I governi cadono e le rivoluzioni avvengono perché le masse entrano in azione, e non a causa di alcune iniziative individuali. Potremmo chiederci: perché boicottare le merci israeliane e non quelle degli Stati uniti, principale alleato di Israele? Tutto il ragionamento è permeato dalla logica del “consumo critico”, che non ha mai fatto male a una mosca, figuriamoci ad uno stato potente come quello israeliano.
Ben altra cosa sono le azioni di massa, come impedire il trasporto di armi e altro materiale verso Israele. In queste settimane decine di navi attraversano il Mediterraneo, dirette verso Israele. Si lanci un appello rivolto a tutte le organizzazioni sindacali dei lavoratori portuali perché organizzino scioperi e blocchi delle merci dirette verso Israele. Ciò successe già a Livorno nel 2003 ai tempi della guerra in Iraq. In queste attività le organizzazioni di sinistra e di solidarietà con la Palestina potrebbero avere un ruolo attivo. L’azione di massa è cento volte più efficace di quella individuale.

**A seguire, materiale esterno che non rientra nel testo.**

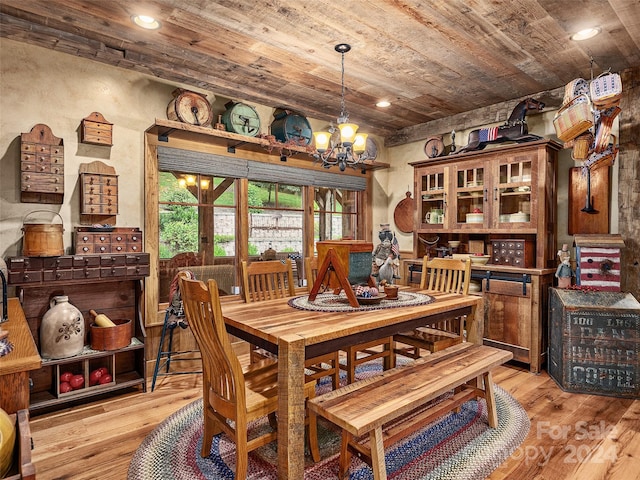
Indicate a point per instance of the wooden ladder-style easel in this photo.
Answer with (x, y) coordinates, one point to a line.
(333, 269)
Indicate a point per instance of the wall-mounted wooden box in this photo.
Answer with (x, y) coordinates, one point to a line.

La questione è tuttavia più generale, di prospettiva. L’obiettivo dei comunisti è quello di limitarsi a fare pressione sul governo israeliano, perché faccia delle concessioni? Negli anni novanta il governo israeliano ha concesso all’Autorità nazionale palestinese di governare alcune regioni e quest’esperienza, che pure aveva suscitato enormi speranze, si è rivelata fallimentare e mai i palestinesi sono stati così lontani dalla libertà. Uno stato palestinese non potrà mai essere libero all’interno del sistema capitalista, ma sarà sempre assoggettato all’imperialismo israeliano o a quello arabo. Ciò pone la questione delle relazioni tra israeliani e palestinesi. C’è chi propone la distruzione di Israele, anche in Italia. Uno slogan che sembra a prima vista radicale, ma che non considera che oggi abitano in Israele oltre sei milioni di persone. Non costituiscono un unico blocco reazionario, ci sono capitalisti e lavoratori, sfruttatori e sfruttati. Rompere il blocco, totalmente reazionario, che unisce tuttora i lavoratori israeliani al loro stato è un compito necessario per la liberazione del popolo palestinese.

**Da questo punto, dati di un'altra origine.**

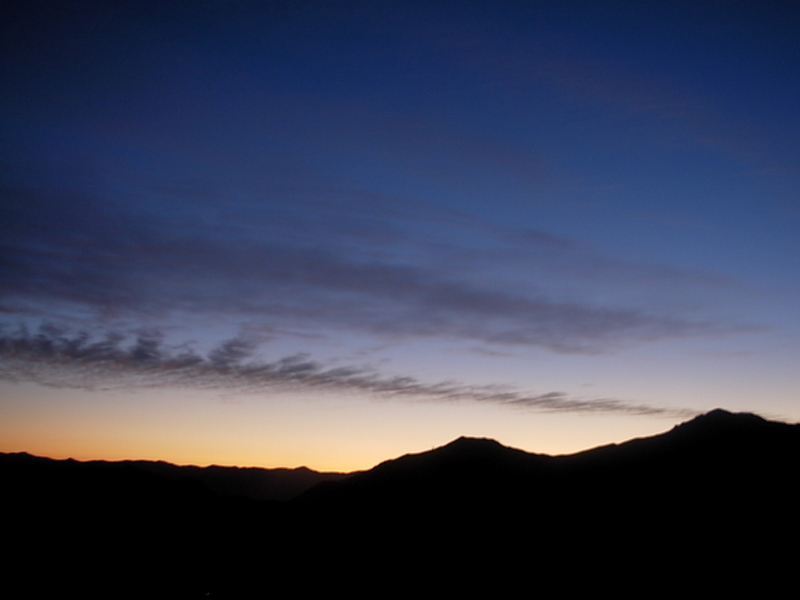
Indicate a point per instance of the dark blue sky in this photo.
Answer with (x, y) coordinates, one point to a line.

La lotta contro l’imperialismo, in Medio Oriente come in Europa, è dunque una lotta rivoluzionaria ed anticapitalista.
È questo il messaggio che i comunisti dovrebbero portare, senza reticenze o titubanze, all’interno delle mobilitazioni contro l’aggressione a Gaza. È questo il miglior contributo che possiamo fornire alla causa del popolo palestinese.